ByteDance sees supporting individual creators as essential to its long-term success, says Fabian Ouwehand, founder of UPLAB, a Shenzhen-based company that helps artists go viral on Douyin and TikTok. “Douyin uses creators to create an in-app culture and it supports the people on the platform to attract a larger and larger audience.” This support is both practical and financial with 22 million creators receiving $6.9 billion in 2019, a number expected to double in 2020.
Ouwehand has been surprised by the speed at which Douyin has integrated on and offline, thereby allowing calligraphers, potters, and embroiderers to sell their wares through short-videos. ByteDance’s cultural focus, however, is less surprising, “It wants to be seen as the educational and creative platform for the mainstream, to show people good lifestyles and good art. That’s been their messaging since the beginning.”

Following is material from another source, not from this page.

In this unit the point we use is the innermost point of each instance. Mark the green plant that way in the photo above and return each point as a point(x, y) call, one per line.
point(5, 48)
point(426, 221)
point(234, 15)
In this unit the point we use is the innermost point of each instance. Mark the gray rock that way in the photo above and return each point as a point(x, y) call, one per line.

The continued growth of cultural creators on Douyin will be mirrored by cultural institutions, says Zhang Yilun, a Creative Business Lecturer at the Hogeschool Utrecht, a science university in the Netherlands. “Production-wise, it’s easy to create and operate at a low cost and I expect they will further explore livestreaming shopping options on their existing short-video channels.”
If Douyin is to outlive its own 15 minutes of fame and become the ubiquitous space to consume video on mobile in China, longer, more polished content will be essential, however counterintuitive that might seem. Having succeeded in capturing the attention of China’s internet users at an unprecedented speed, ByteDance will look to support the initiatives of cultural institutions and individual creators in continuing to create the type of culture-centric video that Douyin users have already shown a passion for.